While the HDZ demanded that the government reject the indictments, the HSLS advocated cooperation with The Hague, but also opposed the generals' extradition. The party insists that individuals who perpetrated crimes should face extradition, not those in command.


Racan's deputies insisted that the only way to clear Croatia's name is in fact by cooperating with the court. The government insisted that its acceptance of the indictments did not mean that it endorsed the accusations. Rather, it said that the only way to defend the "Croatian truth" was to argue its case through cooperation with the international community.


What the so-called reformist authorities have altogether refused is any official questioning of the HDZ's policy in the recent wars. Far from denouncing any of Croatia's actions, they have in fact taken over where the previous government left off. Several months ago, the parliament passed a declaration on the "Homeland War", describing it as just and exclusively defensive and claiming that it was waged only on Croatian territory.


For the current government, as for the last, to speak about Croatian aggression against Bosnia and Herzegovina is a political sin. To ask whether the legitimate actions of the Croatian army in "liberating" the country involved the crime of ethnic cleansing is "not correct".


Far from demanding an investigation into the burning of some 20,000 Serb houses and the killing of at least several hundred Serbian civilians, this supposedly non-nationalist government has drawn roughly the same conclusions as its nationalist predecessor about the "Homeland War".


Yet the government's position is unsustainable. As the monstrous character of Tudjman's war policies is revealed before the tribunal, will the administration continue to share the patriotic arguments of the HDZ? The only way out would be for Racan's team to defend those aspects of the conflict that had a legitimate defensive character but, simultaneously, to investigative and prosecute all criminal actions.


Such a sophisticated approach appears beyond their abilities. The government had ample time to prepare the ground for such a strategy before having to deal with Del Ponte's sealed indictments. Yet a year and a half has been squandered.

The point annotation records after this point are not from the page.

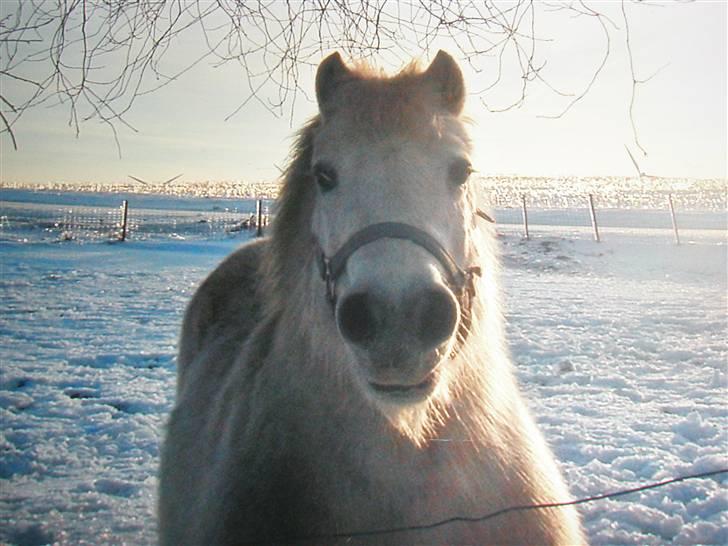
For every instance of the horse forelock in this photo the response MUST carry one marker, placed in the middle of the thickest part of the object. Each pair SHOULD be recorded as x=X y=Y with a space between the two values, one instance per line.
x=376 y=106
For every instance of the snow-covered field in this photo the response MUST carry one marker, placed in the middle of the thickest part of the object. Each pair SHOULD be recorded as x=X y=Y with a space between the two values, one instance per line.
x=621 y=349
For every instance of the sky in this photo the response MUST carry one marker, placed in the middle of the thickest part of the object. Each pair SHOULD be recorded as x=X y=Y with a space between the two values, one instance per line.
x=680 y=113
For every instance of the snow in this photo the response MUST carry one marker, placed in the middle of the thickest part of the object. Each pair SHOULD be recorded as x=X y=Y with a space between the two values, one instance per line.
x=620 y=348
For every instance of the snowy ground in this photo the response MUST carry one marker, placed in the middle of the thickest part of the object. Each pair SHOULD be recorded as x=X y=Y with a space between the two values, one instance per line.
x=621 y=350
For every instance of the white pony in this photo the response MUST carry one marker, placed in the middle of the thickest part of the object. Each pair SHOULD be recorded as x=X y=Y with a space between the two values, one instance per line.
x=349 y=373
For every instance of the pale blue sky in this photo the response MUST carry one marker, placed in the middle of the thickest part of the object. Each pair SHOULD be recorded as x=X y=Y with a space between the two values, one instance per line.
x=680 y=114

Meanwhile, right-wing, anti-Hague forces have played recent developments to their advantage. With social issues such as unemployment and the economy working in their favour, they have consolidated their weakened ranks and are vocal throughout the country. Exploiting the war crimes issue, they have accused the authorities of treason, claiming that they would physically prevent the arrest and extradition of the indicted generals.


It has notably failed to prepare public opinion to confront the full truth of war crimes. Belgrade readied the public for the transfer of its war-time leader to The Hague by broadcasting a TV documentary on Serbian war crimes. There have been no such broadcasts in Croatia. Only the press raises the issue, but national television, far and away the most influential medium, has continued to highlight right-wing assemblies and political rallies.


In short, the post-Tudjman authorities have missed an opportunity to end Tudjmanism. They failed not only due to lack of political will but also because they thought the task itself was unnecessary. Failing to shift the predominantly negative view of cooperation with the war crimes tribunal, the authorities will find that the Hague problem will return to haunt them again and again.


Jelena Lovric is a correspondent to the Rijeka daily Novi List.